Recognizing that the global opinion is changing, Larry Fink, CEO of BlackRock, the world’s largest asset manager, said last week that the US’s move “from multilateralism to unilateralism” that “could lead to a deep desire to get another payment system” that could end in a “real dollar crisis.”

For decades, the US has enjoyed the “exorbitant privilege” of its reserve currency status. American companies can borrow cheaply thanks to international demand for US debt that keeps interest rates low and the government doesn’t have to worry about a balance-of-payment, or currency, crisis.  In times of turmoil, money flows into the US and investors scramble for US Treasury bonds, deemed the world’s safest asset. All of this is at stake for the US if there was a meaningful change to the international monetary order. For the rest of the world, it could be a relief. Right now, Trump’s trade war with China has actually actually boosted US assets because people fear the economic consequences of the tariffs. And Trump’s revival of sanctions against Iran have proven to be so successful precisely because so many companies use the US financial system and have chosen to abandon their business with Iran rather than face Trump’s secondary sanctions.

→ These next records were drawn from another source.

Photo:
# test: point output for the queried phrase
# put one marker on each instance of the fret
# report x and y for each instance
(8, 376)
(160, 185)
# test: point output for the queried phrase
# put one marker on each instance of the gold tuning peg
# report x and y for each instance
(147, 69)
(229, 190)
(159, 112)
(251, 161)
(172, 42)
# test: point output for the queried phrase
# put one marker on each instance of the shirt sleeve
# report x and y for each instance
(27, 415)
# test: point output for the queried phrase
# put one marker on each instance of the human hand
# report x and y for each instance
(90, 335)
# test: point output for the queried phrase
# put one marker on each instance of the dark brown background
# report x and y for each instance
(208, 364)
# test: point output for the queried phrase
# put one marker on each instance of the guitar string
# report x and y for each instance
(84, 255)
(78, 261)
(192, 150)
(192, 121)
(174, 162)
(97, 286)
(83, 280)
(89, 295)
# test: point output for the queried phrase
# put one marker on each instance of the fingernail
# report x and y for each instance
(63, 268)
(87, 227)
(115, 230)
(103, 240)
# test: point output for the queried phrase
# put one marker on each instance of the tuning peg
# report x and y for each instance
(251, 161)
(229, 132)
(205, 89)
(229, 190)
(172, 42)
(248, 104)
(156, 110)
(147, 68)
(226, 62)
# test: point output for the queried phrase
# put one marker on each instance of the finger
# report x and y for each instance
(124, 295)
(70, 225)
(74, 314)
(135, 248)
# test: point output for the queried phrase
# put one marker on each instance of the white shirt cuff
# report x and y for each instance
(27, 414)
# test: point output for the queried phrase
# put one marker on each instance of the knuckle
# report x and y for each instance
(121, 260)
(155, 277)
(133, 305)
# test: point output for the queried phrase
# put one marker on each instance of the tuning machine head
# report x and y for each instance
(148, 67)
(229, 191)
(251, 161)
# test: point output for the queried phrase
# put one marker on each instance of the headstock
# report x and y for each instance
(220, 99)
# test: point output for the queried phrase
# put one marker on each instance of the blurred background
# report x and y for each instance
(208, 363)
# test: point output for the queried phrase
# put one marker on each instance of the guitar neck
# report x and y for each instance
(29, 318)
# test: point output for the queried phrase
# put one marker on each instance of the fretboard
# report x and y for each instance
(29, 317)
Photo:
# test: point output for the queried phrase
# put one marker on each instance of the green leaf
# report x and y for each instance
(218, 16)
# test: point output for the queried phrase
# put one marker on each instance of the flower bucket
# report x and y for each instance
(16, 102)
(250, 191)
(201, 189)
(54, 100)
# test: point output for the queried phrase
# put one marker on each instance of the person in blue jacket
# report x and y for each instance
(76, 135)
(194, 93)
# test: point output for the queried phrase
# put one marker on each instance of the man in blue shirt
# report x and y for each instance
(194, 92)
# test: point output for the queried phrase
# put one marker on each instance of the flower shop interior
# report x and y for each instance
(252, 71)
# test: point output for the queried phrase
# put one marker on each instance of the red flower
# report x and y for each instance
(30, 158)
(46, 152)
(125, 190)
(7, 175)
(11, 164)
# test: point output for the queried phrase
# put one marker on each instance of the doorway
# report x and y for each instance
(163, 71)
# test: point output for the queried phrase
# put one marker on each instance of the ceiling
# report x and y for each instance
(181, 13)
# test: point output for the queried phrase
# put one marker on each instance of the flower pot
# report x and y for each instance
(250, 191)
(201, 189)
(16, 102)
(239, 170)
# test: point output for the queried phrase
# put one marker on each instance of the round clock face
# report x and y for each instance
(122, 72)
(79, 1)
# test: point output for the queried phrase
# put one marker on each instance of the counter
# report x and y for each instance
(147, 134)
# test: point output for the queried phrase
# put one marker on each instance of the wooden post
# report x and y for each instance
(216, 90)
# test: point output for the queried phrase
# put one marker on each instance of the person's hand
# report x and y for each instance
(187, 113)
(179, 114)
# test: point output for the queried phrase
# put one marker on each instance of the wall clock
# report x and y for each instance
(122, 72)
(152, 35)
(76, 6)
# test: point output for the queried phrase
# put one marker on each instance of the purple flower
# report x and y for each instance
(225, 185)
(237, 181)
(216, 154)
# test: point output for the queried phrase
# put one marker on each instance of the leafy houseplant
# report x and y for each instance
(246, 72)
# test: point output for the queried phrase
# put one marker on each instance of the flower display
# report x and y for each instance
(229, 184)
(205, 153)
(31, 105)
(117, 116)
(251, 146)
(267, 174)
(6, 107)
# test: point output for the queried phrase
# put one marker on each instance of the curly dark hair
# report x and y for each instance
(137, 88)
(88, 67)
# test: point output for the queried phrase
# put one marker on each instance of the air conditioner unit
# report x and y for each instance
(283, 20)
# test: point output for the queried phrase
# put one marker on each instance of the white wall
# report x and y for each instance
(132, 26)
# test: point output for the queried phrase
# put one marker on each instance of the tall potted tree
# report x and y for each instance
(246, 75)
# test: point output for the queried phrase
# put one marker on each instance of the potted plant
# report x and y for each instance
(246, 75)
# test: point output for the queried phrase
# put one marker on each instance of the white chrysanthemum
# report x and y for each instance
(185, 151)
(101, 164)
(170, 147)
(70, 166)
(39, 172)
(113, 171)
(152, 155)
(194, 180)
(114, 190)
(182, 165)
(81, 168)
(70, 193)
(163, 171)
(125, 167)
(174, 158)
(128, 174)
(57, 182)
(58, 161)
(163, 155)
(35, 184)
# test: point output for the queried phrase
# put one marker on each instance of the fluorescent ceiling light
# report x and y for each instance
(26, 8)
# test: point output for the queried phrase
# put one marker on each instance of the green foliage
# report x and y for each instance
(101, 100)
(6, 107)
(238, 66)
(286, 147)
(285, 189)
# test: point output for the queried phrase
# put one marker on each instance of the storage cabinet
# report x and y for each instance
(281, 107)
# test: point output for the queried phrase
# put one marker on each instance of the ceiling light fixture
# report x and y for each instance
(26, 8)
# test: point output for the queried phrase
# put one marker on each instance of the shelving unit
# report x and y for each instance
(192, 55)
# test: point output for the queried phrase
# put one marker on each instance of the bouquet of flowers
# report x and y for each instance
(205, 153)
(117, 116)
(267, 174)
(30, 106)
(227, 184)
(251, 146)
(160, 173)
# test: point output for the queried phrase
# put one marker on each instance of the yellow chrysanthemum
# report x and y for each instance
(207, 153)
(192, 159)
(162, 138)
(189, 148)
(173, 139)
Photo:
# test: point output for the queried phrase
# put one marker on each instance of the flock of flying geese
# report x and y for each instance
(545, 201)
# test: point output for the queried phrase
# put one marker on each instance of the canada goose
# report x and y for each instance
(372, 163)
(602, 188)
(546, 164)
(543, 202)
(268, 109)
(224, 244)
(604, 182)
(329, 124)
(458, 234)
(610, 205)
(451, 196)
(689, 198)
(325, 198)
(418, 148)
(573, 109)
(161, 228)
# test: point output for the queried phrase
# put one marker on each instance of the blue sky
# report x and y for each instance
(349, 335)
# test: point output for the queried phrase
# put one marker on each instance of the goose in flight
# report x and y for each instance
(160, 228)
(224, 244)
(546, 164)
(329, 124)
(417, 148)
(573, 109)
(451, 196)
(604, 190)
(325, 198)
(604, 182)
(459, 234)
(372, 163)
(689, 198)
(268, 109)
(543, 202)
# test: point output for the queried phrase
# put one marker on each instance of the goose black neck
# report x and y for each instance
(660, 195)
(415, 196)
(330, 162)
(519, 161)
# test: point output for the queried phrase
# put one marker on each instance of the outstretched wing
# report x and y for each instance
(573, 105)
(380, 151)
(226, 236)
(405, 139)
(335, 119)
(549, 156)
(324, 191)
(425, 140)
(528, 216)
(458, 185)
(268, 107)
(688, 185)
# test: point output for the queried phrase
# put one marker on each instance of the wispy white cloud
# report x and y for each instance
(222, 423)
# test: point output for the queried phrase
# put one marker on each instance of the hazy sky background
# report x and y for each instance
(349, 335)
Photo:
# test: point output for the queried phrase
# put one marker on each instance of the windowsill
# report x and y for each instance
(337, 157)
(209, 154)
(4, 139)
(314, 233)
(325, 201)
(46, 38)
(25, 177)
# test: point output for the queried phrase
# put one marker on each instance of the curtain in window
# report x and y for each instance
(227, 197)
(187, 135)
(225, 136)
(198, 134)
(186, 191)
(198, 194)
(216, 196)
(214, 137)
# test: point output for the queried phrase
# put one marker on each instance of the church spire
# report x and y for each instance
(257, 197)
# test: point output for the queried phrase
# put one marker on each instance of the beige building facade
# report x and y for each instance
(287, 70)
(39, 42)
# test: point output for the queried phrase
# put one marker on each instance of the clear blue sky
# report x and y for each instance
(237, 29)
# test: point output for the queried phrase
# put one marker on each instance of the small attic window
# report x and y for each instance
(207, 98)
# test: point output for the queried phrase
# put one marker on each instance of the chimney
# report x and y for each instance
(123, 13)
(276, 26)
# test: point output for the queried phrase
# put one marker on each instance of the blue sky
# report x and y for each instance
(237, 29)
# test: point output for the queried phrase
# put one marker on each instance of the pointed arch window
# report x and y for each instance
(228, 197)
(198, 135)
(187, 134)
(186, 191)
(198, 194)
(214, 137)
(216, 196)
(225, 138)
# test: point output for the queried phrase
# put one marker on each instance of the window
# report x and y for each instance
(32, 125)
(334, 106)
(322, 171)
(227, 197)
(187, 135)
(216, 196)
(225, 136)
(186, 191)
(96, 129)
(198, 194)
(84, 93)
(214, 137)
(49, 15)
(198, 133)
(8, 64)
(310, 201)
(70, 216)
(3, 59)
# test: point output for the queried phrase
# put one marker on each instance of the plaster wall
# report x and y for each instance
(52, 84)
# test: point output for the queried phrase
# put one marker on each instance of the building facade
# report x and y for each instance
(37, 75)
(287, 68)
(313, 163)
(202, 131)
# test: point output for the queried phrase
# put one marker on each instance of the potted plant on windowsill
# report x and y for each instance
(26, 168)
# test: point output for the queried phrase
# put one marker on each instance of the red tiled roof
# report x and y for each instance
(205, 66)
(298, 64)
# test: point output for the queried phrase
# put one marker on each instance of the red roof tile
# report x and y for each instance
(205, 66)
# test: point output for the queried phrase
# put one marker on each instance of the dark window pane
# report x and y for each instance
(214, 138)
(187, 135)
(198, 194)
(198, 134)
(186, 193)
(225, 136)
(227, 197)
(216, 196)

While the dollar still the dominates, the latest data from the International Monetary Fund shows that its popularity is slipping. In the second quarter of 2018, 62.3% of the world’s $10.5 trillion in allocated reserves were in US dollars, the smallest share since 2013. It’s down from 62.5% in the previous quarter and 63.8% the year before. The decreases are small but part of a downward trend since the peak of nearly 73% in 2001. The share of reserves allocated to the Chinese yuan climbed in the past quarter from 1.4% to 1.8%, as European central banks started shifting US dollar reserves into the yuan.

The increase yuan reserves is meaningful, according to Steven Englander, the head of global G10 foreign-exchange research at Standard Chartered, because it happened even as the currency depreciated by more than 5%. It implies that more central bank reserve managers want the yuan as the currency becomes more important in trade and the Chinese government’s efforts to internationalize its currency are paying off. “This buying is probably long-term in nature,” he wrote in a note to clients.

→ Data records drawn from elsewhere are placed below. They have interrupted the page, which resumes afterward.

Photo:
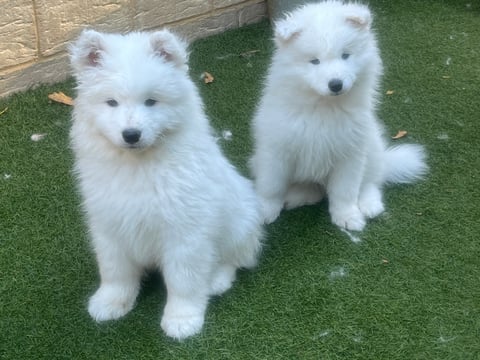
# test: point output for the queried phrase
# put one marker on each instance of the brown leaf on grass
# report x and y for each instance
(248, 54)
(61, 98)
(208, 78)
(400, 134)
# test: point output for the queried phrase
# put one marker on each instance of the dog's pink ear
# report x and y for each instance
(360, 17)
(285, 31)
(87, 50)
(169, 47)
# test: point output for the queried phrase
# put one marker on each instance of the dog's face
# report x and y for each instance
(328, 48)
(130, 88)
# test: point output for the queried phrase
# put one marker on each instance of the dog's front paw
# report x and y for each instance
(270, 209)
(180, 326)
(349, 219)
(111, 302)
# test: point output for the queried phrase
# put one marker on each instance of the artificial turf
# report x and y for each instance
(409, 290)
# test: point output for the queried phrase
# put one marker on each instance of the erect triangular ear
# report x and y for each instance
(87, 50)
(286, 30)
(359, 16)
(169, 47)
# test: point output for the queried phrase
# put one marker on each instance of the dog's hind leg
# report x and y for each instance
(303, 194)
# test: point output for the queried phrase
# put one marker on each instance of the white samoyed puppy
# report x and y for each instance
(157, 191)
(315, 128)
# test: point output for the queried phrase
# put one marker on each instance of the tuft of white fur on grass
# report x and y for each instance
(321, 335)
(37, 137)
(227, 135)
(353, 238)
(339, 272)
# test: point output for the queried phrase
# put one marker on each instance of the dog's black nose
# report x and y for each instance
(335, 85)
(131, 135)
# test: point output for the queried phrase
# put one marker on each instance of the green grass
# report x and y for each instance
(410, 289)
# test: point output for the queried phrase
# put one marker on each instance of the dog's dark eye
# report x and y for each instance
(112, 103)
(150, 102)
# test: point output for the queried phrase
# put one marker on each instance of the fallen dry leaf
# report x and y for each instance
(400, 134)
(61, 98)
(248, 54)
(207, 78)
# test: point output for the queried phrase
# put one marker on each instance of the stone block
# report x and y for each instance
(18, 41)
(62, 20)
(48, 71)
(165, 12)
(225, 3)
(252, 13)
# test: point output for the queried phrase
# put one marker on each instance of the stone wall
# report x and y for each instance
(34, 33)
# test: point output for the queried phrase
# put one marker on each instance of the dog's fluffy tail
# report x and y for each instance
(405, 164)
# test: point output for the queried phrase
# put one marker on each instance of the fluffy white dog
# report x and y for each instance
(158, 192)
(315, 128)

A long-term shift away from the US dollar is what Jean-Claude Juncker, president of the European Commission, is hoping to instill as part of his legacy. Last month, in his final state of the union speech (pdf), Juncker said the commission would present initiatives to strengthen the international role of the euro by the end of the year. “The euro must become the face, the instrument of a new, more sovereign Europe,” he said.

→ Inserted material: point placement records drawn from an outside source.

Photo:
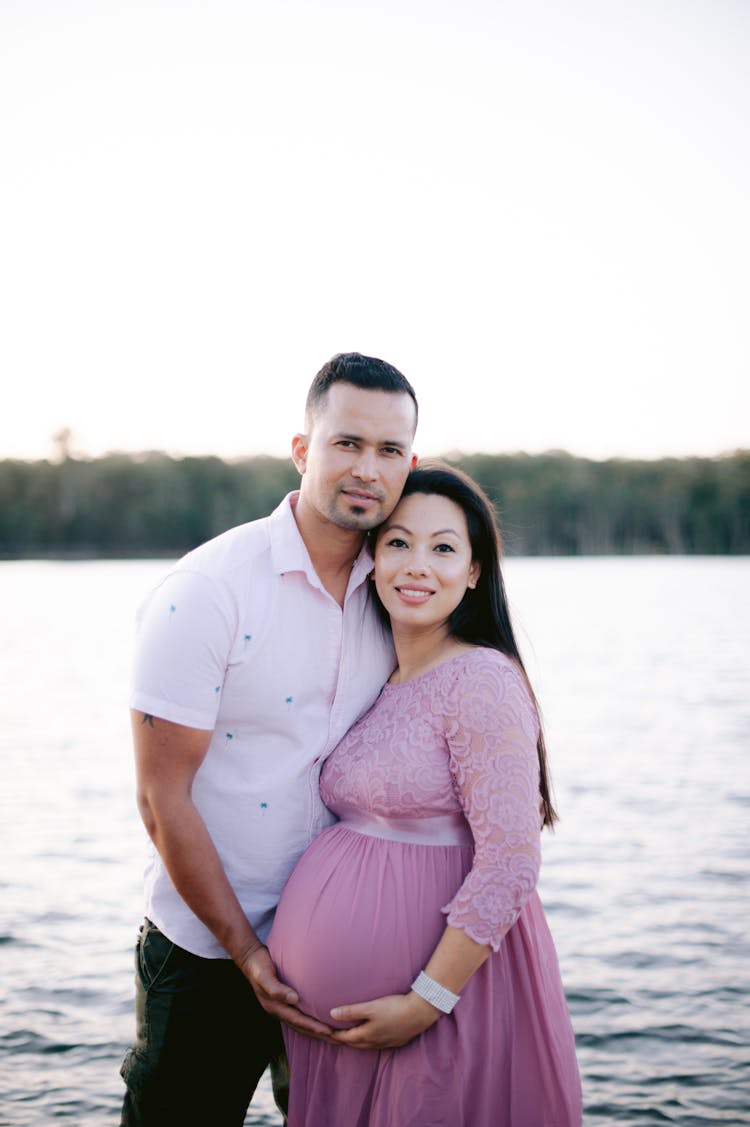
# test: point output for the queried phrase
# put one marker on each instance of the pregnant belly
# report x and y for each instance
(360, 916)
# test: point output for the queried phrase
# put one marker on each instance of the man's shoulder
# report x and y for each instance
(231, 551)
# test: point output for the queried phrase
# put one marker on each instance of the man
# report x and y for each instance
(255, 655)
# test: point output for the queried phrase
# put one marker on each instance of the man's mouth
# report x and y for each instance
(360, 495)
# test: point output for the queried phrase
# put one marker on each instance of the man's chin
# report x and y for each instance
(358, 520)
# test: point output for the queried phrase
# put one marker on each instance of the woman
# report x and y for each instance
(412, 926)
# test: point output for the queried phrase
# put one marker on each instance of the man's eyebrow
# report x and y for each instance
(381, 442)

The euro still has a long way to go to rival the dollar. Over the past decade its share in currency reserves has fallen from 26% to 20%, amid a sovereign debt crisis. But it is still early days for the shared currency. The dollar has been dominant for about seven decades but it’s been around for more than two centuries. The euro is is less than 20 years old.

The dollar will remain the de facto global reserve currency for “the foreseeable future” but further ahead there are reasons to see the dollar’s dominance waning, according to analysts at Moody’s. The increase in intra-regional trade and new reserve currencies like the yuan means countries won’t need to hold so much money in currencies from far afield. “Over time, this could presage less of a need to use the US dollar as the common denominator,” they wrote. If European institutions become stronger and more united, the euro’s appeal would increase too.

To speed the transition, major central banks—such as the European Central Bank, the Bank of Japan, and the Bank of England—would need to significantly increase their yuan reserves and do so by buying far more Chinese government bonds. Foreigners own just 1.7% of China’s local currency debt, according to Moody’s. That said, Trump’s isolationist policies are already spurring other governments to look for more ways to quickly insulate themselves from the dollar and the power it gives the US president.